In large manufacturing enterprises, scientific research institutions or engineering service companies,Abaqus has become one of the preferred platforms for structural nonlinear analysis and multiphysics simulation..It can handle complex contact, plastic deformation, large deformation, fracture, composite materials and other difficult problems, and is especially suitable for computational simulation in aerospace, automobile collision, precision engineering and other fields.
But at the same time,Abaqus modules are expensive and resource scheduling is complicated, especially in an environment where multiple project teams are used in parallel, it frequently appears:
- Simulation task queuing and permission conflicts;
- The module is heavily occupied and its use is opaque;
- “Resource grabbing” between projects is inefficient;
How to expand the capacity without blindly expanding the capacity?Improve license usage efficiency through reasonable resource scheduling, is a problem that every simulation supervisor, IT administrator and technical director needs to face.

1. Brief description of Abaqus authorization system
Abaqus uses FlexNet the billing unit of the floating license authorization mechanism is “Token”. Each time a user runs a model, the system will borrow the corresponding number of Tokens from the license pool and release them automatically after the simulation is completed.
The Token consumption of common modules is as follows (estimated):
| Module/Function | Token quantity |
|---|---|
| Abaqus/Standard single core solution | 5 tokens |
| Abaqus/Explicit single-core solver | 5 tokens |
| Each additional core parallelism (HPC) | +1~2 Token |
| Abaqus/CAE (pre- and post-processing) | 6 tokens |
| Complex contact, multi-field coupling model | 10~15 Token (or even higher) |
For example: an Abaqus/Explicit analysis task using 8 cores for parallel solution may require 12~15 Tokens at one time.
2. Licensing management problems used by project teams
1. Serious queuing conflicts during peak periods
- Multiple project teams submit simulation tasks in similar time periods;
- The token has been occupied by some projects for a long time, and other groups cannot submit jobs.
2. User hangs up or forgets to release
- The CAE or Solver interface remains open and occupies Token;
- The job has ended but the process has not been completely shut down, resulting in “zombie occupation” of resources.
3. Unreasonable parallel settings
- Engineers use multi-core parallelism at will, occupying a large amount of Tokens;
- There is no unified parallel specification, and there is an imbalance between task granularity and token utilization.
4. Lack of usage data support
- It is difficult for IT managers to answer “who uses it more” and “should I buy more?”
- Project leaders also don’t know whether team members are using it adequately.
3. Five key strategies for rationally scheduling licensed resources
1. Establish standards for parallel use
- Define the upper limit of parallel cores based on task scale and importance level;
- For example, it is recommended to use ≤4 cores for ordinary simulation tasks, and relax it to 8 cores for high-priority tasks;
- Resource quota control is implemented through scripts or task schedulers.
2. Introduce queuing scheduling system (such as Nodexel)
- Submit the simulation job to the scheduling platform, and the system will automatically allocate it based on Token idleness;
- Supports priority and queue policy management to prevent low-priority tasks from occupying high-value resources.
3. Implement automatic release and timeout detection
- Set up the task idle detection mechanism, and automatically release the Token when the simulation ends;
- Leverage a licensing optimization platform to identify long-term inactive processes and reclaim resources.
4. Establish project authorization quotas
- Allocate the upper limit of Token usage by project group;
- Support setting “soft limit” and “hard limit” to improve fairness;
- It is convenient for the project leader to control the licensing structure within the group.

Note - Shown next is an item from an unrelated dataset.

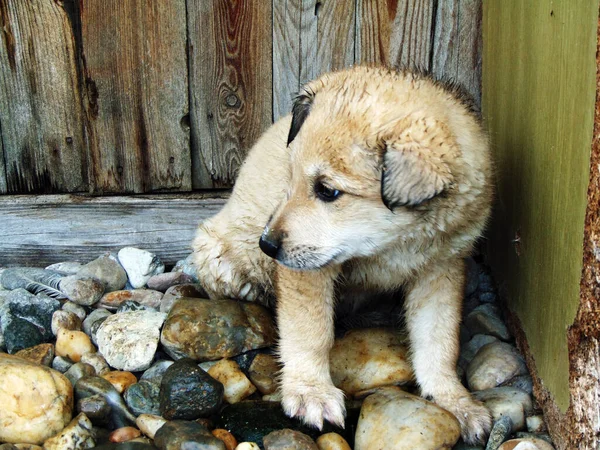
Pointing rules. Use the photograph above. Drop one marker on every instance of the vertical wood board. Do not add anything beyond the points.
(134, 56)
(41, 117)
(538, 101)
(230, 57)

5. Deploy a visual monitoring and statistics platform
- View the Token usage of each module, user, and project in real time;
- Generate monthly and quarterly usage reports;
- Provide a basis for purchasing decisions and avoid “buying more and using less” or “resources are tight but I don’t know whether to expand capacity.”
4. Actual benefits brought by Nodexel license optimization
In the deployment practice of multiple enterprises, the following strategies can be achieved by adopting the above strategies:
- Concurrent usage increased by 30~60%, no need to increase the number of licenses;
- The average queuing time of simulation tasks is reduced by 50%+;
- User satisfaction is significantly improved and conflicts over competition for resources between projects are reduced;
- IT management is more evidence-based and procurement budgets are more accurate.
- Automatically identify “inefficient usage” and “abnormal suspension”;
- Realize cross-regional and cross-department Token dynamic scheduling;
- Supports LDAP/AD binding user behavior for traceability and quota management.
5. Conclusion
The powerful capabilities of Abaqus coexist with the high license price. How to achieve efficient simulation under a limited budget is a problem that every project team and corporate R&D department must solve.
Reasonable parallelism, grouping limits, queuing scheduling, behavior monitoring and license optimization are the core paths to achieve “buy fewer licenses, use more licenses”.
The improvement of simulation efficiency is not only a problem of the performance of the software itself, but also depends on whether the enterprise has a scientific license scheduling management system.